Le préfet abandonne le projet d'arrêté (actualisé) :

Boucan-Canot - Pas de pêche aux requins en zone de protection renforcée


Publié / Actualisé
Il n'y aura pas de pêche aux requins dans la zone de protection renforcée de l'écosystème à Boucan-Canot (Saint-Paul). Le préfet a abandonné l'idée après que la consultation publique sur le projet d'arrêté autorisant ces captures ait été massivement défavorable à l'ouverture d'un secteur de pêche professionnelle. La consultation a eu lieu du 8 au 28 février 2017. Les résultats ont été communiqués ce jeudi 1er juin au Comité régional d'études et de sports sous-marins.

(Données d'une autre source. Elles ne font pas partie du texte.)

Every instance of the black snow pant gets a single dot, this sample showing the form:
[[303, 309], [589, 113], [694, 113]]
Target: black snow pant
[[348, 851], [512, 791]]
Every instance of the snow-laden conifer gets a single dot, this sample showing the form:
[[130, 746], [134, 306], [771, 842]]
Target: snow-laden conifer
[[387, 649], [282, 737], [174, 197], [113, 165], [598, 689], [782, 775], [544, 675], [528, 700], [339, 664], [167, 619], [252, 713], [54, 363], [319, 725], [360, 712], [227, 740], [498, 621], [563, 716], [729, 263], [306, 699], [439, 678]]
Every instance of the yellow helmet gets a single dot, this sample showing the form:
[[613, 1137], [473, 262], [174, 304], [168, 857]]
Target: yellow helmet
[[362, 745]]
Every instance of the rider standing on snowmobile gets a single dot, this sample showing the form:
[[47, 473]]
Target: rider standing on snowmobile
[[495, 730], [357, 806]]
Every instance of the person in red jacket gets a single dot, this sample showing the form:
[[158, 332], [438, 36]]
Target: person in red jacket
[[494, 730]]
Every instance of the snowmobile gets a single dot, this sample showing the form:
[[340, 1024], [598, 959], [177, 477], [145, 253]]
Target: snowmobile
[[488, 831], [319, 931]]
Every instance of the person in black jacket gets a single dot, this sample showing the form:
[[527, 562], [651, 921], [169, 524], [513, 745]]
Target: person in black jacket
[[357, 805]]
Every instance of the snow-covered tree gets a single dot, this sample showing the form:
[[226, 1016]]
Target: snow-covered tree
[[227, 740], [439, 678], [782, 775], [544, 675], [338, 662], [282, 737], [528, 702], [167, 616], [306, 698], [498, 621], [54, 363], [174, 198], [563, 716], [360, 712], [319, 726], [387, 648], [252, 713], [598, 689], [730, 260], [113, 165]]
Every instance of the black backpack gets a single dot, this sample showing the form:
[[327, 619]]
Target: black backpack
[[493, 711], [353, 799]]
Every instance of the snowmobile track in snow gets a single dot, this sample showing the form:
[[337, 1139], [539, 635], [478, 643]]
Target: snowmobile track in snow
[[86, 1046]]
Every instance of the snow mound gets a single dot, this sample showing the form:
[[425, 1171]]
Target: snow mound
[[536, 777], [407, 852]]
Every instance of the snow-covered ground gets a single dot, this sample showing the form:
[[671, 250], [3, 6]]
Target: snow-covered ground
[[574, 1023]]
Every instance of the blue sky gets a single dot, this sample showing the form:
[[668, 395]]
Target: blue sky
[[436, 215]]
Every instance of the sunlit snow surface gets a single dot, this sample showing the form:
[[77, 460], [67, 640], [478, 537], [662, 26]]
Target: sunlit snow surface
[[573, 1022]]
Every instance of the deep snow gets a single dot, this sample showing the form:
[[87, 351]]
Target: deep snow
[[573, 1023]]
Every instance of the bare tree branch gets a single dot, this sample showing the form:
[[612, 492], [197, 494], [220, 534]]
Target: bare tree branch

À sa demande. Cette décision du préfet enterre, de fait, toute possibilité de capture dans la zone de protection renforcée.
Il n'y aura pas de pêche aux requins dans la zone de protection renforcée de l'écosystème à Boucan-Canot (Saint-Paul). Le préfet a abandonné l'idée après que la consultation publique sur le projet d'arrêté autorisant ces captures ait été massivement défavorable à l'ouverture d'un secteur de pêche professionnelle. La consultation a eu lieu du 8 au 28 février 2017. Les résultats ont été communiqués ce jeudi 1er juin au Comité régional d'études et de sports sous-marins. À sa demande. Cette décision du préfet enterre, de fait, toute possibilité de capture dans la zone de protection renforcée.

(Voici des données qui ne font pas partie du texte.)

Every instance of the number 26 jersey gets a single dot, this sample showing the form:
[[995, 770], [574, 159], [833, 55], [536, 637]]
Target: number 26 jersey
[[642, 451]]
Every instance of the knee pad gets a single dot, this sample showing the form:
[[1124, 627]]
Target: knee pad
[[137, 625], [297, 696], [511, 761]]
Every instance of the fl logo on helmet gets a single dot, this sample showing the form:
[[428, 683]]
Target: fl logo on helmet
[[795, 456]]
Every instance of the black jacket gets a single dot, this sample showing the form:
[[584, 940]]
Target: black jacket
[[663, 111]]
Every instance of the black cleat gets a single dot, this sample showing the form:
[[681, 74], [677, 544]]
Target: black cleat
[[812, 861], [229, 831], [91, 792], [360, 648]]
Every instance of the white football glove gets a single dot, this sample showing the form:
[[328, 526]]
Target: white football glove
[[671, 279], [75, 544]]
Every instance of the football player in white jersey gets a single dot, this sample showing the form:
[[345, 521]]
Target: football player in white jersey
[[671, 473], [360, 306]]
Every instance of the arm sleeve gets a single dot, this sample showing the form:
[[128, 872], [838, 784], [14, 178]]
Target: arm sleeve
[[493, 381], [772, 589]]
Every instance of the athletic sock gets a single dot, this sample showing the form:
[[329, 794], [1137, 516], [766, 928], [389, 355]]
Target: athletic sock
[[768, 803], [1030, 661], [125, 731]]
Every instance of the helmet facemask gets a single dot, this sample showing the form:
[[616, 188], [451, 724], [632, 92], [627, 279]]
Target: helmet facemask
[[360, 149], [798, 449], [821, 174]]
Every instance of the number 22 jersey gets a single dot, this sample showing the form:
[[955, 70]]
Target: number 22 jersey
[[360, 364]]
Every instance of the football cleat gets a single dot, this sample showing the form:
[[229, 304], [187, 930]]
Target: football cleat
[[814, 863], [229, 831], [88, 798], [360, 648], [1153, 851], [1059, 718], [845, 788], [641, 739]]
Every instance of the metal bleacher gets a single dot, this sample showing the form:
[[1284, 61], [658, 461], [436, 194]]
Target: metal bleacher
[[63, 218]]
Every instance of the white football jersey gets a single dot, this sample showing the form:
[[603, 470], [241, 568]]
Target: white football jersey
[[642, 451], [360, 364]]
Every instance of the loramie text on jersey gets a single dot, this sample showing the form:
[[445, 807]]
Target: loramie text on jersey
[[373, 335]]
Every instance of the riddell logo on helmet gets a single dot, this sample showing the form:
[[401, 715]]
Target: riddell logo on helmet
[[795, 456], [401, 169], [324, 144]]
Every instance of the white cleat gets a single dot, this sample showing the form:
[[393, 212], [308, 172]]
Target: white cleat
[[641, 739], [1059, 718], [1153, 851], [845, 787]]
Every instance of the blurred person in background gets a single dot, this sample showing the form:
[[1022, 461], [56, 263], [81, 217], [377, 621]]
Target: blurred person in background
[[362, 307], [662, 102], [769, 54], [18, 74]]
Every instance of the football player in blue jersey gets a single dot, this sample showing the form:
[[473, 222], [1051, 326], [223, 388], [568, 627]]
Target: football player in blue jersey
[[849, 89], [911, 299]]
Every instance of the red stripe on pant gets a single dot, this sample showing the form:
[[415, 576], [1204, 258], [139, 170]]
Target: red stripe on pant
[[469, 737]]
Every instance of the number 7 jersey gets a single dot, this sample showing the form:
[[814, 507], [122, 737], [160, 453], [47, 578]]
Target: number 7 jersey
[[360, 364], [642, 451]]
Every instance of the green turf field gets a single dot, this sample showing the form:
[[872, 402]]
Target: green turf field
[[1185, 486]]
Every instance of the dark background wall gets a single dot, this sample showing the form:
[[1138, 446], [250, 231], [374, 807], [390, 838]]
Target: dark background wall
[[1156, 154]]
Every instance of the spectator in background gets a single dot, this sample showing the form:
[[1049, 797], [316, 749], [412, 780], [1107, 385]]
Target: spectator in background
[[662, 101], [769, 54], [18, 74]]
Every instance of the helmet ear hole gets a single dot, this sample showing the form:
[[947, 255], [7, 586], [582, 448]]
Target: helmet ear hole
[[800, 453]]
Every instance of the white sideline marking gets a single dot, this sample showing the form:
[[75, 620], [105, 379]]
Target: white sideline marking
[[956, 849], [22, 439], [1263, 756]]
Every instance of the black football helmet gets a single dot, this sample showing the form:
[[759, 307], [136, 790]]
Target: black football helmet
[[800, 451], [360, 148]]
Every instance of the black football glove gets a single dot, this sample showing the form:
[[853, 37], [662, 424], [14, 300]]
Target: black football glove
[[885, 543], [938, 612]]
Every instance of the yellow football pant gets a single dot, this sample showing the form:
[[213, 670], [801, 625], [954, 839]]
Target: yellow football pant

"La société réunionnaise est réfléchie et son constat est rassurant. Des gens que l'on entend jamais se sont exprimés. D'ailleurs, j'ai été étonné du nombre de réponses reçues. C'est plutôt une bonne nouvelle pour la plongéee" à La Réunion commente Jean-Marc Charel, président du Comité régional d'études et de sports sous-marins, à la lecture de la décision préfectorale.

Une décision qui devrait conforter la Réserve Marine dans son opposition au projet, puisque la structure avait émis un avis défavorable via son conseil scientifique, quant à la mise en place de ce secteur de pêche profesionnelle, en zone de protection renforcée de l'écosystème.

Initié dans le cadre du dispositif Cap requins 2, le projet d'arrêté préfectoral, soumis à l'avis du public, prévoyait l'ouverture d'une zone de pêche supplémentaire d'une superficie d'1,28 hectare, située en zone de protection renforcée de la Réserve Marine, à 300 mètres au delà de la zone de baignade, protégée par les filets installés à Boucan Canot. La pêche aurait été menée par une palangre verticale amovible avec alerte de capture installée sur le secteur concerné.

Mais, "la consultation du public, effectuée via le site internet de la préfecture, [qui] a rencontré un important succès puisque près de dix mille courriels ont été reçus, provenant majoritairement de La Réunion, mais aussi de métropole et de l’étranger", rend un avis largement défavorable au projet, précise la Direction de la mer sud océan Indien (DMSOI - Ministère de l'environnement, de l'energie et de la mer) dans son courrier de réponse à Jean-Marc Charel. "Sur 9775 avis reçus, 7971 (81,55%) étaient opposés au projet, 1793 (18,35%) favorables et 11 (0,1%) ne se prononçaient pas. Le préfet a décidé en opportunité de ne pas donner suite au projet d’arrêté." précise encore le courrier de la DMSOI.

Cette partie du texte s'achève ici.